だって、万が一、四次試験まですすんじゃったら、アレがあるじゃないの。
用心するにこしたことはないよね。
そしてそして、目の前に広がる光景は、暗くてしめっぽい地下道と思わしき場所。
そこには……。
「……前言、撤回したいかも」
「も~!またそんなこと言って!」
「だって!怖いよ!みんな目付きは悪いしむさいし厳ついしなんか凶悪な武器ちらつかせてるし!!なんでわざわざ怖いものをより怖く見せる必要があるわけ!隠そうよ、イモガイみたいに隠そう!!!」
しかも、こっちをギロッと睨んでるのよ!?
多いなあ……私の番号が406だから、ざっと400人あまりの受験者達が、この狭い地下道のなかに押し込まれているのか……うう、ヤだ。
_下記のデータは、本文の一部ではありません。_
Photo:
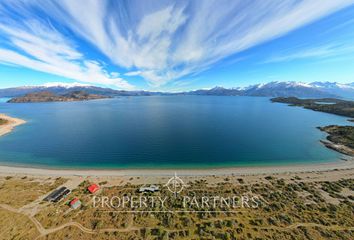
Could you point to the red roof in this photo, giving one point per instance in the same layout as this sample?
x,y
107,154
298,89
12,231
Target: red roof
x,y
93,188
74,201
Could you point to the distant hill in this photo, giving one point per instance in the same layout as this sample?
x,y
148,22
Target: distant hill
x,y
272,89
51,97
285,89
61,90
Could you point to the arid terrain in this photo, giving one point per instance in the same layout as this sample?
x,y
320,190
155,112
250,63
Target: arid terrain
x,y
304,205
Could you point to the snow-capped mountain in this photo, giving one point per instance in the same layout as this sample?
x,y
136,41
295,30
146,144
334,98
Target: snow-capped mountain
x,y
62,89
343,90
271,89
286,89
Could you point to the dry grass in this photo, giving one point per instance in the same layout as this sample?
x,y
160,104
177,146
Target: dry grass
x,y
16,226
17,192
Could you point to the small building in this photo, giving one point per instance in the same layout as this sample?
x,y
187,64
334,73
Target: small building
x,y
151,188
57,194
75,203
93,188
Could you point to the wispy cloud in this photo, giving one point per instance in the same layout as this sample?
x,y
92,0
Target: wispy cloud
x,y
161,41
320,53
40,47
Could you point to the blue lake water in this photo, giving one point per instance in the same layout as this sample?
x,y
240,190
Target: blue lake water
x,y
165,132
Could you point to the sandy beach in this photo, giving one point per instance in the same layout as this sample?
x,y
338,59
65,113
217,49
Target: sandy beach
x,y
12,123
237,171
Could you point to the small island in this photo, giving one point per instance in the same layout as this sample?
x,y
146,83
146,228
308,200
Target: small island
x,y
328,105
51,97
7,124
340,138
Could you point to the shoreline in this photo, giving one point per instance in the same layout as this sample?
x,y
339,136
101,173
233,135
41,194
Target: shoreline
x,y
12,123
234,171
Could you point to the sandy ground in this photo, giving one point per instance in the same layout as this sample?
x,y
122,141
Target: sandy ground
x,y
13,122
250,175
144,176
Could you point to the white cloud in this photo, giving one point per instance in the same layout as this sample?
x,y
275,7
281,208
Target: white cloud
x,y
44,49
163,41
320,52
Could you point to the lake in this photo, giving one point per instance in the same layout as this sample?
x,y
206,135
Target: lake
x,y
165,132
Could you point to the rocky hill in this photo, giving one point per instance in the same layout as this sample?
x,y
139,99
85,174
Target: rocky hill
x,y
47,96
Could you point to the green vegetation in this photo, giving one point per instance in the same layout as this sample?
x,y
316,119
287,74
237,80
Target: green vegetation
x,y
51,97
341,137
3,121
290,210
340,134
328,105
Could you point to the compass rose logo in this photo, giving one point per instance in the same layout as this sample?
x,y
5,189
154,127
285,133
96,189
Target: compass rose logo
x,y
175,184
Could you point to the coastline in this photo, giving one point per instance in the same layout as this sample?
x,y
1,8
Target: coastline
x,y
232,171
12,123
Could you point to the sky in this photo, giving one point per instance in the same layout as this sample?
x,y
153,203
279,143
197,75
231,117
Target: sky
x,y
177,45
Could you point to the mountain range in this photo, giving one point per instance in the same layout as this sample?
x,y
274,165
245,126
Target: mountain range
x,y
272,89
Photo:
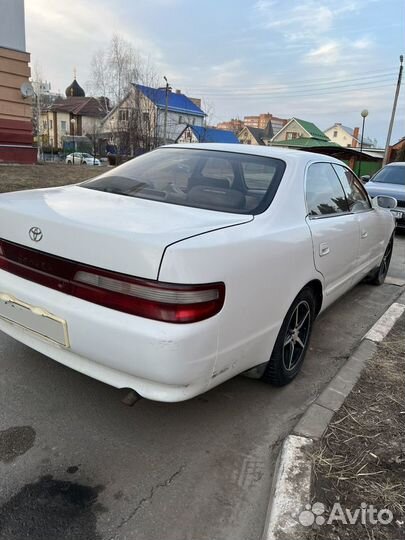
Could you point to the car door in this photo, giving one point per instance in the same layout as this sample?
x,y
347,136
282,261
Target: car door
x,y
334,229
371,228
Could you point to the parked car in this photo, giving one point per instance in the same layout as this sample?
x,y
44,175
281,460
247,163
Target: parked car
x,y
390,180
188,265
81,158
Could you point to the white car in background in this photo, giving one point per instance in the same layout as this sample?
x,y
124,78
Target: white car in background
x,y
188,265
82,158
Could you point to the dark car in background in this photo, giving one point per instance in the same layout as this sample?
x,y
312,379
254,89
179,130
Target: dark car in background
x,y
390,181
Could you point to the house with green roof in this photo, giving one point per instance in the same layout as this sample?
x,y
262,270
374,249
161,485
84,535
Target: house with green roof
x,y
301,134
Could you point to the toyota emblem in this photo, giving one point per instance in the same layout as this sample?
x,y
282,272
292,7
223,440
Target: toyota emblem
x,y
35,234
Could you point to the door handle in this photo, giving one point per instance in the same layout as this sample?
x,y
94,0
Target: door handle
x,y
323,249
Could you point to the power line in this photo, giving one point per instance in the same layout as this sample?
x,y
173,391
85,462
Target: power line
x,y
298,93
310,82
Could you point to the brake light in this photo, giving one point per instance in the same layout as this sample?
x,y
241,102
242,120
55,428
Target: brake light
x,y
151,299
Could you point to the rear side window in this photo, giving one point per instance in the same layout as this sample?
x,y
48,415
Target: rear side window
x,y
355,194
210,179
324,192
394,174
256,175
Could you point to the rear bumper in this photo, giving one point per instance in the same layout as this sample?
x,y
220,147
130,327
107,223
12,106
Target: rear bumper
x,y
160,361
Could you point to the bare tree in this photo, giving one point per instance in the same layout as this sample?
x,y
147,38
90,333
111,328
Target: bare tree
x,y
115,72
114,69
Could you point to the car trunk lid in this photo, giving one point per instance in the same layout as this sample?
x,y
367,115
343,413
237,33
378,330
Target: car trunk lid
x,y
115,232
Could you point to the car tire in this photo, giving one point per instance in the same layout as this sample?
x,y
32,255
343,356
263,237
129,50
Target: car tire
x,y
378,275
292,340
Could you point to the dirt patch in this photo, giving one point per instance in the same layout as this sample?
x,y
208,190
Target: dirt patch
x,y
360,461
18,177
15,441
51,509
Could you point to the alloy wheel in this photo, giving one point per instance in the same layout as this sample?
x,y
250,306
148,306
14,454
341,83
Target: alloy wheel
x,y
297,334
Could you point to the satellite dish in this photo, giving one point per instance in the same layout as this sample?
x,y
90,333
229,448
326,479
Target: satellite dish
x,y
27,90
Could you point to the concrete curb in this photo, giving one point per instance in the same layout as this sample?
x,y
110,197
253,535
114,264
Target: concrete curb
x,y
291,489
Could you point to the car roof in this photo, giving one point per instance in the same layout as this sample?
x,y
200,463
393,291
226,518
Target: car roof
x,y
396,164
286,154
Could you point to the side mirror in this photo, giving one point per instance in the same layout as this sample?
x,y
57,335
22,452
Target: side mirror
x,y
383,201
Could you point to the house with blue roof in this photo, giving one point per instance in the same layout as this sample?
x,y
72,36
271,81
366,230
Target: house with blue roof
x,y
138,121
195,134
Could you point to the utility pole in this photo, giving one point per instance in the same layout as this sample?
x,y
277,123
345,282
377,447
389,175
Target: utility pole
x,y
394,109
167,89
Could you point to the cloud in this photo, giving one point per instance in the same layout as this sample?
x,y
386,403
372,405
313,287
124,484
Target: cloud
x,y
326,54
64,35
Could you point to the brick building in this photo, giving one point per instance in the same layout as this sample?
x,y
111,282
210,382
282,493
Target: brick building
x,y
16,140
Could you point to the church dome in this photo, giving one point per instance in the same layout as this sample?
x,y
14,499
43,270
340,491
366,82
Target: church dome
x,y
74,90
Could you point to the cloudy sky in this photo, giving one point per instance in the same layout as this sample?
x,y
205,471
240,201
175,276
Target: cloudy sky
x,y
319,60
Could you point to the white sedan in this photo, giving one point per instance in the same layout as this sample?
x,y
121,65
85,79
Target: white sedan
x,y
188,265
82,158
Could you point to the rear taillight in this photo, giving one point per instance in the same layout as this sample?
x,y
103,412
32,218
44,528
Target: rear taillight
x,y
146,298
150,299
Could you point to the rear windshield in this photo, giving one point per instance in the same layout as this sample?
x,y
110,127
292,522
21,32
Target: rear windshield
x,y
391,175
210,179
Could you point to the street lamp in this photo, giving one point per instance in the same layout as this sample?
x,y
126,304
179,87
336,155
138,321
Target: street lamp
x,y
364,114
73,124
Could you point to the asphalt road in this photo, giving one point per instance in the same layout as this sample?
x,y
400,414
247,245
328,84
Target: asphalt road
x,y
75,463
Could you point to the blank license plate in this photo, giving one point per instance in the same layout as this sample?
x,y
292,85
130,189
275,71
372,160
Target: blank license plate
x,y
34,319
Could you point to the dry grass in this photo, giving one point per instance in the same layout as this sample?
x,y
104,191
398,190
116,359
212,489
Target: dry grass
x,y
18,177
361,458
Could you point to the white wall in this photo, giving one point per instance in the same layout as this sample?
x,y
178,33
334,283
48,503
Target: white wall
x,y
12,24
175,122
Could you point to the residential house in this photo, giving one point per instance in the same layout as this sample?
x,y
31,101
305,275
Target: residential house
x,y
234,125
297,130
261,121
199,134
16,139
73,116
348,137
140,121
258,136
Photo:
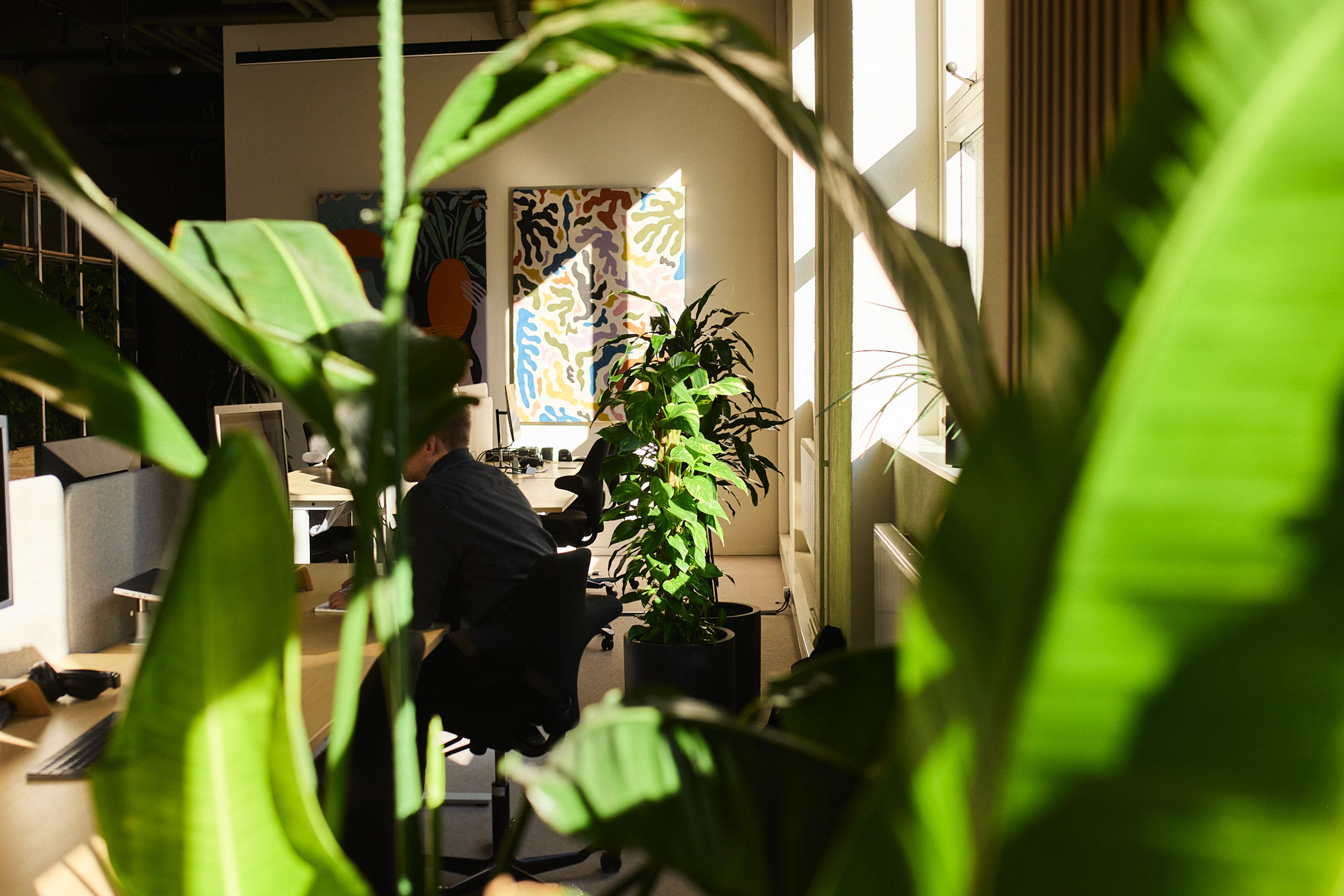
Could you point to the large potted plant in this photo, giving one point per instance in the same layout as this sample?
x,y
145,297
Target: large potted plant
x,y
730,421
284,300
667,507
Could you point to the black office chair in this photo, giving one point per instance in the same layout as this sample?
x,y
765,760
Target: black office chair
x,y
531,660
580,526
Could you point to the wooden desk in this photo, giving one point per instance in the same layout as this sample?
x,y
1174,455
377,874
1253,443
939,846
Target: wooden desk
x,y
541,491
315,489
312,489
42,823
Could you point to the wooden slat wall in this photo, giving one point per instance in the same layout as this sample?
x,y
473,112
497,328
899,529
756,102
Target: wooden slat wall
x,y
1073,66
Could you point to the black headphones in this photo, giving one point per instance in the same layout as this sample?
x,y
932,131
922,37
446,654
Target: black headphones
x,y
81,684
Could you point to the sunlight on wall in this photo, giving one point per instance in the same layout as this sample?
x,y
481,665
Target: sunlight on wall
x,y
883,77
961,40
883,339
804,190
806,70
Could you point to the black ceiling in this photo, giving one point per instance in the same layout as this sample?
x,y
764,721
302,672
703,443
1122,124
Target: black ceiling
x,y
155,37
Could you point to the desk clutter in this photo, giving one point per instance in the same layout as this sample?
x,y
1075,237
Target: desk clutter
x,y
75,761
523,460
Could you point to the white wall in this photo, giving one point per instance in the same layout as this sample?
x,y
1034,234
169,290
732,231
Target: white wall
x,y
37,619
295,131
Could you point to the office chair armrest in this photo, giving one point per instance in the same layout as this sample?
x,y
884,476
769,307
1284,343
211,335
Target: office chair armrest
x,y
570,484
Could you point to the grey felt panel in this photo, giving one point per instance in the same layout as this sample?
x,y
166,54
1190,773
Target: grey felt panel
x,y
116,527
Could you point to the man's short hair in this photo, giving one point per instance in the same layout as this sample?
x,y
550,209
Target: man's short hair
x,y
457,430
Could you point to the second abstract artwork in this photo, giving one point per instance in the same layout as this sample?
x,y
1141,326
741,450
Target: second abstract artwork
x,y
574,253
448,277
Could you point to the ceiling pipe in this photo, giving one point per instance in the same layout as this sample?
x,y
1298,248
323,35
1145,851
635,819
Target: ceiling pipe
x,y
323,10
268,14
507,21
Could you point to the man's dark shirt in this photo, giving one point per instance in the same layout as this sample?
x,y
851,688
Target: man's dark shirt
x,y
474,541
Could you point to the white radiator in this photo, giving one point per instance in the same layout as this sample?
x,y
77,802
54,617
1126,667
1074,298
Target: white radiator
x,y
810,494
896,576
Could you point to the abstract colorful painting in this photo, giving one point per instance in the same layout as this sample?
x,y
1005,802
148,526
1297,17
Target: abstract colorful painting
x,y
448,276
574,253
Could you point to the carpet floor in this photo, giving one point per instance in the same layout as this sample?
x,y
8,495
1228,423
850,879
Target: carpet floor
x,y
467,829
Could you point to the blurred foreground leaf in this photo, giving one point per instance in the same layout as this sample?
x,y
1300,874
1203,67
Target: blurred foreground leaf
x,y
206,786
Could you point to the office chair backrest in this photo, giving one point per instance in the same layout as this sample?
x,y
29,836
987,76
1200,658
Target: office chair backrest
x,y
588,486
542,640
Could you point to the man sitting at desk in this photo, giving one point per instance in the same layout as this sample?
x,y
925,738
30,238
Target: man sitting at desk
x,y
474,536
474,541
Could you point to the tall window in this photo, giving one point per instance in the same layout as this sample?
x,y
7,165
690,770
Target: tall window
x,y
964,120
804,217
896,147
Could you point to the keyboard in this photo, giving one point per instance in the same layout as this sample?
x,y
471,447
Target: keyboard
x,y
75,761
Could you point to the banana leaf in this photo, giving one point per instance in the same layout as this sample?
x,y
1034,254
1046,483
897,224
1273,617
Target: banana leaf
x,y
738,812
208,784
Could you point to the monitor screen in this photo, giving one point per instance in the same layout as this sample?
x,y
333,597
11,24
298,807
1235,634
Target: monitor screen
x,y
267,421
7,574
515,418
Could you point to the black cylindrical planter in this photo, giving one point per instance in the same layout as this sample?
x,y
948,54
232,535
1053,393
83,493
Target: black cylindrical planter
x,y
744,621
702,671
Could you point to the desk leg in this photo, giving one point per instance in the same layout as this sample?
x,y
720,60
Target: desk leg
x,y
302,546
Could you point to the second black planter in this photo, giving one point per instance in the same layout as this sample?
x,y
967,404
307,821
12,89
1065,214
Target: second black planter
x,y
702,671
744,621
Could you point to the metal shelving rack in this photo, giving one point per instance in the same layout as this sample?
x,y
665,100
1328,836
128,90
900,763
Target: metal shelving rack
x,y
31,248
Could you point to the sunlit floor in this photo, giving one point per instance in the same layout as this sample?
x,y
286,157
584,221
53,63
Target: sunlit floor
x,y
467,831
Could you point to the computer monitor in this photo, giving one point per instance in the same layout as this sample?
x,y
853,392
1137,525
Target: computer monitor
x,y
84,459
483,418
515,416
6,554
267,421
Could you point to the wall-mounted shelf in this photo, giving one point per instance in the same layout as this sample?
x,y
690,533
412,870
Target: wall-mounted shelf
x,y
68,249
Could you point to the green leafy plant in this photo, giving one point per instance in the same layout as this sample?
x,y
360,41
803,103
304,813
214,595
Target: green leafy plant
x,y
1124,671
666,499
729,421
284,300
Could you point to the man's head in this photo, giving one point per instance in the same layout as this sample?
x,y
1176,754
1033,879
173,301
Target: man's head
x,y
454,435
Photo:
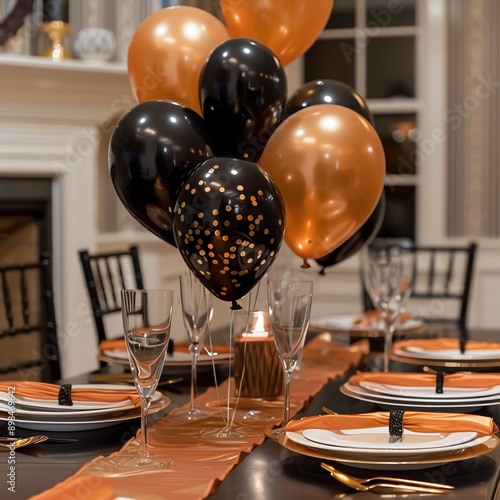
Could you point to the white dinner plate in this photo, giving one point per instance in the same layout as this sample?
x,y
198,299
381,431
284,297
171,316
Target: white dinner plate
x,y
415,460
388,402
448,354
415,392
175,359
298,437
68,414
58,425
377,438
54,406
345,322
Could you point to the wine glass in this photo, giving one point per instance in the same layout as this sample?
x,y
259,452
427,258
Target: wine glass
x,y
196,312
147,316
388,274
289,310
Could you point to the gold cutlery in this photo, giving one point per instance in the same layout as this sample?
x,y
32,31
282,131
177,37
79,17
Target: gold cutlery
x,y
385,482
9,442
327,410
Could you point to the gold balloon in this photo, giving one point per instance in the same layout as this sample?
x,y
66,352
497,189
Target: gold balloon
x,y
329,165
167,53
287,27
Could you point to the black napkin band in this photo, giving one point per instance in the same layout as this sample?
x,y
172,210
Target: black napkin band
x,y
396,424
64,397
439,382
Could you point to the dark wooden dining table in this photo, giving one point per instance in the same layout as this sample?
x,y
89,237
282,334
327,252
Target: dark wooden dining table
x,y
270,471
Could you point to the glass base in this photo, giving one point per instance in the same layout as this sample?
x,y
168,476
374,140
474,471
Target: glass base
x,y
190,415
143,464
275,433
253,416
225,433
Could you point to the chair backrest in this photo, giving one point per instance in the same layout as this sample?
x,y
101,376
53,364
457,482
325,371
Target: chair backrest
x,y
443,278
28,329
106,274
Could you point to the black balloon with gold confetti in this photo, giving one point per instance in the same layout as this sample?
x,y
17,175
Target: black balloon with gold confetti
x,y
228,225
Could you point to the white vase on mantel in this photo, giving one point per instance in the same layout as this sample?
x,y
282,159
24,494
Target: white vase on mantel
x,y
95,44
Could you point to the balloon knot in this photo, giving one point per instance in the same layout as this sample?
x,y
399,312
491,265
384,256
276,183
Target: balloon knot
x,y
305,265
235,306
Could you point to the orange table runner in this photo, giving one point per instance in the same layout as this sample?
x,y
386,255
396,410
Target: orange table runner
x,y
200,464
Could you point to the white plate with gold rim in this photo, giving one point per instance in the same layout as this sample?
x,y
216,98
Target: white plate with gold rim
x,y
392,450
449,393
377,438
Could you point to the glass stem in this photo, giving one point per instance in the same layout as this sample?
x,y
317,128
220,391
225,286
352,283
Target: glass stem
x,y
286,410
388,338
193,376
145,402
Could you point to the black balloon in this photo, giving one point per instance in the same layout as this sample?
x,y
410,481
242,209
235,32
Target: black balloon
x,y
228,225
327,92
242,96
153,150
363,236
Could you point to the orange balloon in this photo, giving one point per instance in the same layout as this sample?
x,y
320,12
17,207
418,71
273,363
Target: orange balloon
x,y
329,165
287,27
167,53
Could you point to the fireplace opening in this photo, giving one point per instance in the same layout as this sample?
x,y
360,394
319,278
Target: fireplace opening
x,y
25,234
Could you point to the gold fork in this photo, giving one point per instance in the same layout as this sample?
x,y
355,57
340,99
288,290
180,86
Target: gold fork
x,y
385,482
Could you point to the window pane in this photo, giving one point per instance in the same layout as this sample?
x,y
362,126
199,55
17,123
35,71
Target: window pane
x,y
343,15
399,135
331,59
382,13
399,220
391,67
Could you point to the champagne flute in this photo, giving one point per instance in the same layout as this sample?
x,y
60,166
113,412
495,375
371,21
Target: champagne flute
x,y
387,286
197,312
147,316
289,310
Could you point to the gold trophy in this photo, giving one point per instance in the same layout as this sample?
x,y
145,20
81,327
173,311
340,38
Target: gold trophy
x,y
56,26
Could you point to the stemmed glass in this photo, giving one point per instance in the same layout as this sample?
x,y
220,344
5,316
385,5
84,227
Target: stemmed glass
x,y
289,310
147,316
196,312
388,274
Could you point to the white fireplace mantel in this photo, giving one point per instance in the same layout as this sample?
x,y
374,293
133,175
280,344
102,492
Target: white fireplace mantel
x,y
52,117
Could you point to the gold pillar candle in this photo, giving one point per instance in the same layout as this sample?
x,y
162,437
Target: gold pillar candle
x,y
257,369
56,31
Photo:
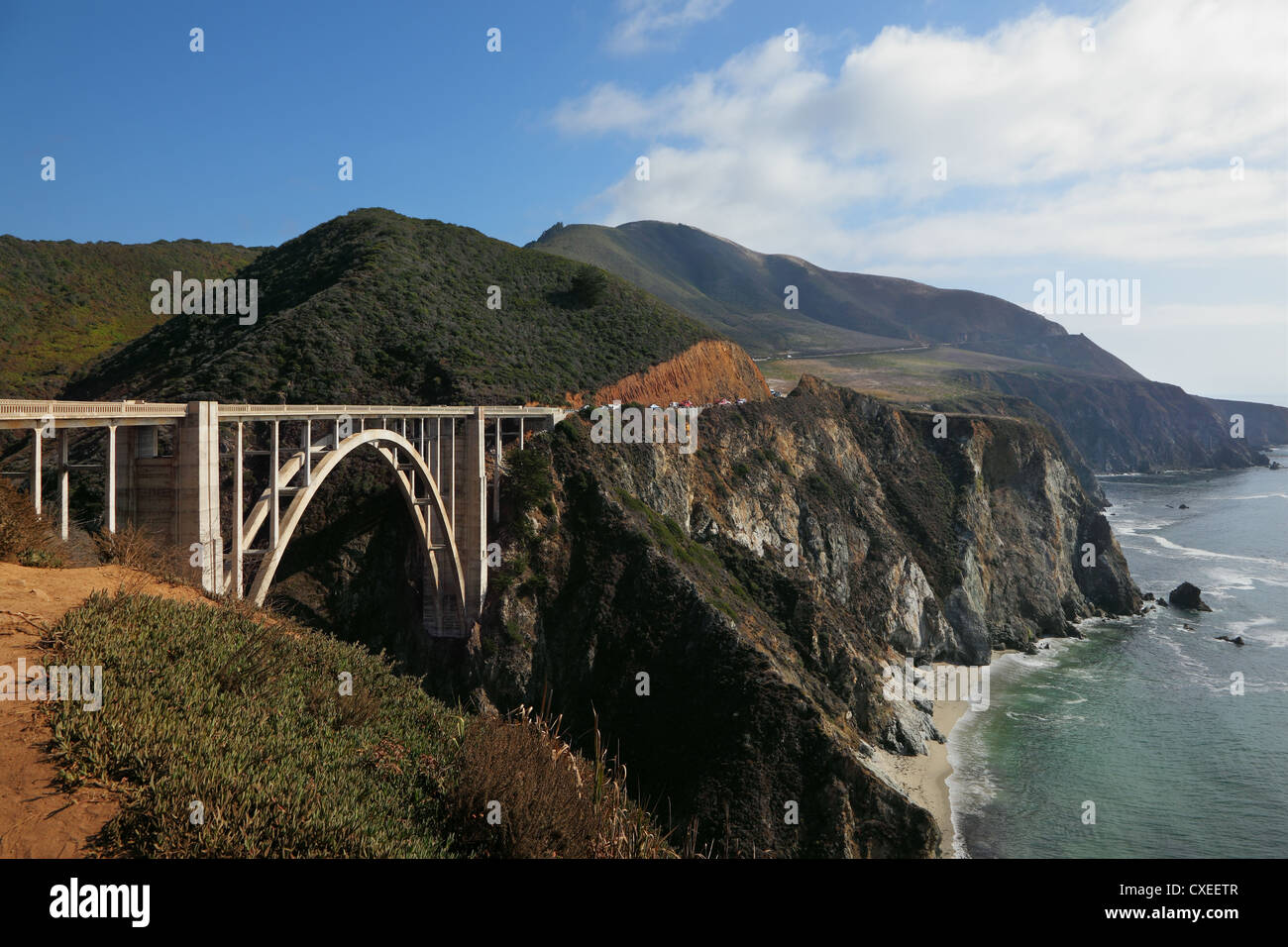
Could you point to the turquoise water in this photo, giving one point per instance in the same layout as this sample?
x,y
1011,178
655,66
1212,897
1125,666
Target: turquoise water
x,y
1138,719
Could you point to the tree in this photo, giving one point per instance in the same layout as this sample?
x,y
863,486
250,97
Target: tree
x,y
589,285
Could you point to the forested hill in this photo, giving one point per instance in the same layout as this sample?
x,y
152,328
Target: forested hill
x,y
376,307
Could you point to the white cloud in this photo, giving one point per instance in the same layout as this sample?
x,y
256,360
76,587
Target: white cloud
x,y
1054,153
648,22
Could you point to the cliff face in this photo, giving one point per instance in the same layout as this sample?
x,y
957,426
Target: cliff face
x,y
1122,425
760,583
1265,425
703,372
ポー、と、額を抑え、ちょっと困った顔でクラピカがため息をついた。
「その……前から言おうと思っていたのだが、ポーの例えは専門的すぎて理解しづらい。なんだそのイモ……なんとかというのは」
「イモガイです。イモガイというのは、円錐形の殻をもつ貝の仲間で、アンボイナとも呼ばれています。主に、暖かい海の海底にいて、動きは鈍いのに、その補食方法っていうのが面白いの!舌歯を発達させた毒の銛を体内で形成し、肉眼ではとらえられないくらいの素早さで獲物の体内に打ち込むんだ!!しかも、その毒っていうのが、場合によっては人も死んじゃうってほどの神経毒で――」
***
「ま~た始まったか。ポーの『海の面白生き物講座』」
「うん!ねえ、レオリオ。ポーってばすごいよね、海に棲んでる生き物のことなら、なんでも知ってるんだもんね!」
「ああ。さすが、海洋大学の学生やってただけはある。あの知識の豊富さにゃ、俺も感心するぜ。だが……」
「だが?」
「このハンター試験、ほとんどなりゆきでくっついてきたポーにとっては、正直辛いかもしれねぇ。場合によっちゃ、死ぬことだってある。ここは、早めに辞退させたほうが……」
「そんなの駄目だっっ!!!!!!」
***
「ゴン?」
「どうした、ゴン。大きな声を出して」
ちょっと離れた場所にいたゴンが、いきなり怒鳴ったものだから、私もクラピカもびっくりして駆けつけた。
キッと、ゴンが私の顔を見上げる。
「ポー!」
「は、はい……っ!?」
「ポーは、ハンターになりたいんだよね」
「え……っ?そりゃあ、だって……他にやることも、行くとこもないし」
「なりたいんだよね!?」
「な……っ、なりたい……です」
「死ぬ危険性を伴うとしてもか?」
ハッと顔を上げると、珍しく真剣な目をしたレオリオと視線があった。
「うん」
……それは、嘘じゃない。
だって、私、この漫画が好きだもん。
この世界が好きだから、なりゆきであれなんであれ、私も物語の一員になれる可能性があるなら、突っ込んでいきたいと思う。
大学院……海洋研究の場に必要とされず。
恋人にも必要とされなかった私を、引き入れてくれた世界。
ここで、私がどこまでやれるのか。
何ができるのか。
…………試してみたいんだ。
「ククク……ッ☆」
「ひえっ!!!???」
びっくうううう!!!
「な、なんだなんだいきなり!」
「わ……わかんない。でも、なんか今、スッゴい悪寒がした!!」
「風邪か?」
「さあ……違うとは思うんだけど」
キョロキョロと辺りを見回してみる。
ひょっとしたら……ひょっとしたら、いるのか?
アノヒトが、近くに……。
ポンッ!
「わああっ!?」
「そ………そんなに驚くなよ、お嬢ちゃん」
振り向けば、背の小さなおじさんがいた。
ずんぐりむっくりした体型で、髪をオールバックに流している。
四角い鼻が、特徴的。
なんだか、いやに人のよさげな笑顔だ。
こ、こいつは知ってるぞ……!
「背後からいきなり声をかければ、誰といえど驚くと思うが?」
「誰だオッサン。こいつにおかしな真似をしたら、承知しねぇぜ」
「ポー、下がって」
おおう……!!
ゴンとクラピカとレオリオに守られている私……くはあっ!!
嬉しすぎて悔いなくなってきた……!!
心中でドッタンバッタン身悶えする私をよそに、この小柄なおじさんは、「いやー、悪かった悪かった。そうだ、驚かせたおわびに……」なーんて言いながら、皆に怪しい缶ジュースを手渡し、自己紹介なぞ始めようとしてる。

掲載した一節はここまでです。